Pandas Exercises

We've shown the basics of using Pandas. Today we show more practical hands-on examples and give you a chance to experiment during class. Go back and see the prior lectures for helpful lists of its core functionality.

Today in Class

  1. Creating a new column in a DataFrame
  2. Sorting rows by column
  3. & and | operators
  4. Several exercises

Creating a new column

Sometimes you need to calculate things for your rows, for instance, combining two rows into one. You can create a new DataFrame column very easily.

Here is a scenario. Take your McDonalds HW. Each item on their menu has Calories and Calories.from.Fat. What if we want to find the menu item with the highest fat percentage? We want to divide those two numbers and save the result in each row. This is a breeze:

csv = pd.read_csv('mcdonalds.csv')
csv['fat%'] = csv['Calories.from.Fat']/csv['Calories']

Once you have your new column, you can just lookup the max and print it:

# Find the max
i = csv['fat%'].idxmax()
maxrow = csv.iloc[i]

# Print the max!
print(maxrow['Item'], 'has the most fat calories with', maxrow['Calories'], 'total calories and', maxrow['Calories.from.Fat'], 'calories from fat.')

Sorting the Rows

We can extend the above example to sorting by fat % instead of just finding the one max item. This is also very easy with the Pandas sort_values() function:

result = csv.sort_values(by='fat%', ascending=False)

# Print Top 5
for i in range(5):
    row = result.iloc[i]
    print(row['Item'], 'at', row['fat%'])

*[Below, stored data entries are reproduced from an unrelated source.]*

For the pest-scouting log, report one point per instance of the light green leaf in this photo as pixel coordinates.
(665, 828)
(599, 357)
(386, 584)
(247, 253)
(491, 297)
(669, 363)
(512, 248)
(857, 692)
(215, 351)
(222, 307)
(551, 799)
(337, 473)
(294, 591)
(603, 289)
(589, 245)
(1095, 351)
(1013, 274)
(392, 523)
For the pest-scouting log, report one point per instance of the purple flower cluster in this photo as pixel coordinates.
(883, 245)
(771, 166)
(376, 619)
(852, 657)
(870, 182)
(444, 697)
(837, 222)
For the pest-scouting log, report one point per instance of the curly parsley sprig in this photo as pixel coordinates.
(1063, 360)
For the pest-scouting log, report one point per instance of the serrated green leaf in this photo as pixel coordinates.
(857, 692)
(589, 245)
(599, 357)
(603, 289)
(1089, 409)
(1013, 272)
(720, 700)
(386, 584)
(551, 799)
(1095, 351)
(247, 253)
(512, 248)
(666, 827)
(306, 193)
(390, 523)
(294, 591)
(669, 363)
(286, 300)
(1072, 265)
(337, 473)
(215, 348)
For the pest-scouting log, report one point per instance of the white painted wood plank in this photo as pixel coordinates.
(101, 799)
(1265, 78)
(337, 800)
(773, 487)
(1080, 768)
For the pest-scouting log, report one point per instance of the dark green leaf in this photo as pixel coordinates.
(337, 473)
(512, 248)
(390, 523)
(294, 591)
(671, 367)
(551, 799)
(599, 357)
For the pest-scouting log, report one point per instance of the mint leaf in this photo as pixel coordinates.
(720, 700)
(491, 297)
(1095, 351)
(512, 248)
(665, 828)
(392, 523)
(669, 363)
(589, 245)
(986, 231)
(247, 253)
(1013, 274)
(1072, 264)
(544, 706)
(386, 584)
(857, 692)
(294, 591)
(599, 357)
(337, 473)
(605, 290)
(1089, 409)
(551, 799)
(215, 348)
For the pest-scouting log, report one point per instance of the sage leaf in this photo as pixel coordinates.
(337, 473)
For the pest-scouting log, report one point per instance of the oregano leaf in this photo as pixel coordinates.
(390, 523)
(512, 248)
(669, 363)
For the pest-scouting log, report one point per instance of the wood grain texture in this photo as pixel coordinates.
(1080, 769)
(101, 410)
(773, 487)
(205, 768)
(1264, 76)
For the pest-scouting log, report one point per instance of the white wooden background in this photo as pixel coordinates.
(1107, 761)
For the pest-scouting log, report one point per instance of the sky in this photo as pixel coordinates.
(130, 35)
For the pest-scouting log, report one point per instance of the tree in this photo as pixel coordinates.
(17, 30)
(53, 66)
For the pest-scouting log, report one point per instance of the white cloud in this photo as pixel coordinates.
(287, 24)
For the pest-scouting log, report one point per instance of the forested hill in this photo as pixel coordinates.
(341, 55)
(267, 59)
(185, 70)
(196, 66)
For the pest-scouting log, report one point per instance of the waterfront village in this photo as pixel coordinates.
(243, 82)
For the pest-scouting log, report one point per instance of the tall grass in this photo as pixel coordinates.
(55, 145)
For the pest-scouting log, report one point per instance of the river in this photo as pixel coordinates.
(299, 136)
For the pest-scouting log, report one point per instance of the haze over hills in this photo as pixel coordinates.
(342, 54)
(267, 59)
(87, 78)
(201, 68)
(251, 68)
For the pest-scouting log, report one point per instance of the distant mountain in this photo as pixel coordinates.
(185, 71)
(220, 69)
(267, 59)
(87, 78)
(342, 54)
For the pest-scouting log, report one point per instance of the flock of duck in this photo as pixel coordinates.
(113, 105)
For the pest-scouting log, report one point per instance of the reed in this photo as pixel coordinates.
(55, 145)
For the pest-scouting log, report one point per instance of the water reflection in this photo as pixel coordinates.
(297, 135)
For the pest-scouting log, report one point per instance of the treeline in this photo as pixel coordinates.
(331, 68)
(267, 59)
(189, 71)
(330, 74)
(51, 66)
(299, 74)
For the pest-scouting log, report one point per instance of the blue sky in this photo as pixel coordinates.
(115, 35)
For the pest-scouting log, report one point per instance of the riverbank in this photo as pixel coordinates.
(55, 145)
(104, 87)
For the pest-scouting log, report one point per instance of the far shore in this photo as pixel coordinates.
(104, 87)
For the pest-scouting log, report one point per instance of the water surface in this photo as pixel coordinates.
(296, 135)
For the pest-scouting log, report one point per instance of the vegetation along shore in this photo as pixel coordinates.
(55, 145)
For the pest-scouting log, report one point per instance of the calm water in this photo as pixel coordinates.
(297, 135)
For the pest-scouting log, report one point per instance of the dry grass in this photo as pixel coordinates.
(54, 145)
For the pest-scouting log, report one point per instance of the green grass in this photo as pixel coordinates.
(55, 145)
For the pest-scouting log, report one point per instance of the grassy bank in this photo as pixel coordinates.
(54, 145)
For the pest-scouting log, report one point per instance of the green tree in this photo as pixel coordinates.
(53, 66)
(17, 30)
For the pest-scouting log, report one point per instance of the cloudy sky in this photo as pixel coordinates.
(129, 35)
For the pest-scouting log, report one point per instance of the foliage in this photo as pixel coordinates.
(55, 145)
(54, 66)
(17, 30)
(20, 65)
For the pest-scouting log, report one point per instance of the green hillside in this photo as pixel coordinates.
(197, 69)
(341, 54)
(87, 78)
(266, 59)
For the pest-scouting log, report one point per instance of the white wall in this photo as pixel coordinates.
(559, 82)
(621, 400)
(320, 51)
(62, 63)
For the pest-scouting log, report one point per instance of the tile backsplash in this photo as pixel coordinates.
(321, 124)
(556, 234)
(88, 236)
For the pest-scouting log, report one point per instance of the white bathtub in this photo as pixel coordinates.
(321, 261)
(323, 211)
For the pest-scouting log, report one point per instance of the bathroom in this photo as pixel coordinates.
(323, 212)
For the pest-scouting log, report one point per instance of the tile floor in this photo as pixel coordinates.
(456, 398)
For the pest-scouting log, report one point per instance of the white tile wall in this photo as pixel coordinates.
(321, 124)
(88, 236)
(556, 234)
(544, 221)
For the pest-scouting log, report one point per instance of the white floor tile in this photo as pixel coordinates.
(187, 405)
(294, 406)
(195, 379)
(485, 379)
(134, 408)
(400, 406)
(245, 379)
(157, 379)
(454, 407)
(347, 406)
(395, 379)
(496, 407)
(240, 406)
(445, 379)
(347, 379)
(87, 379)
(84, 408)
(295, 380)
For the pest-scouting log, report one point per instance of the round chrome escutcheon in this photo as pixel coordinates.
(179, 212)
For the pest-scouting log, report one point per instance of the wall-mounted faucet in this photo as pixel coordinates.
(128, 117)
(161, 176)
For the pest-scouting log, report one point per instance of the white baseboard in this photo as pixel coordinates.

A Simple Task -- Makes Your Life Easy!

Here is a really basic example. Pandas isn't just useful for complicated things. Imagine you have a simple CSV file of character names and their races (Lord of the Rings):

"name","race"
"Aragorn II","Man"
"Arwen","Elf"
"Elrond","Elf"
"Celebrían","Elf"
...

You want to pull out all the elf names for later use. How would you do that? Just like this:

import pandas as pd

csv = pd.read_csv('lotr.csv')
elves = csv[ csv['race'] == 'Elf' ]
names = elves['name']

for n in names:
  print(n)

The above even works when the CSV format changes, like swapping column order or adding more columns! The old way looked like the following, inflexible with CSV changes:

fh = open('lotr.csv')
names = []
for line in fh:
    parts = line.split(',')
    if parts[1] == 'Elf':
        names.append(parts[0])

for n in names:
  print(n)

A Slightly More Complicated Task

Let's use the Marvel character data from last HW. We can use Pandas to filter by multiple conditions. For instance, let's retrieve all characters that were introduced in the 1960's and who have blue eyes:

page_id,name,urlslug,ID,ALIGN,EYE,HAIR,SEX,GSM,ALIVE,APPEARANCES,FIRST APPEARANCE,Year
1678,Spider-Man (Peter Parker),\/Spider-Man_(Peter_Parker),Secret Identity,Good Characters,Hazel Eyes,Brown Hair,Male Characters,,Living Characters,4043,Aug-62,1962
7139,Captain America (Steven Rogers),\/Captain_America_(Steven_Rogers),Public Identity,Good Characters,Blue Eyes,White Hair,Male Characters,,Living Characters,3360,Mar-41,1941
64786,"Wolverine (James \""Logan\"" Howlett)",\/Wolverine_(James_%22Logan%22_Howlett),Public Identity,Neutral Characters,Blue Eyes,Black Hair,Male Characters,,Living Characters,3061,Oct-74,1974

The Pandas program isn't too complicated:

import pandas as pd

csv = pd.read_csv('marvel-wikia-data.csv')
csv = csv[ (1970<=csv['Year']) & (csv['Year']<=1979) ]   # two conditions at once
blues = csv[ csv['EYE'] == 'Blue Eyes' ]
names = blues['name']

for n in names:
  print(n)

Select and Sum -- USA Population by State

Quick selection and math with Pandas. We have a CSV of our 50 USA states and their populations:

STATE,POPESTIMATE2019,lat,long
Alabama,4903185,32.377716,-86.300568
Alaska,731545,58.301598,-134.420212
Arizona,7278717,33.448143,-112.096962
Arkansas,3017804,34.746613,-92.288986

Now find the population of all southern states, defined by anything below 40 latitude.

import pandas as pd

csv = pd.read_csv('statepops.csv')
southern = csv[ csv['lat'] < 35 ]
pops = southern['POPESTIMATE2019']
total = sum(pops)   # sum works with Pandas Series objects!
			     
print('Total southern population:', total)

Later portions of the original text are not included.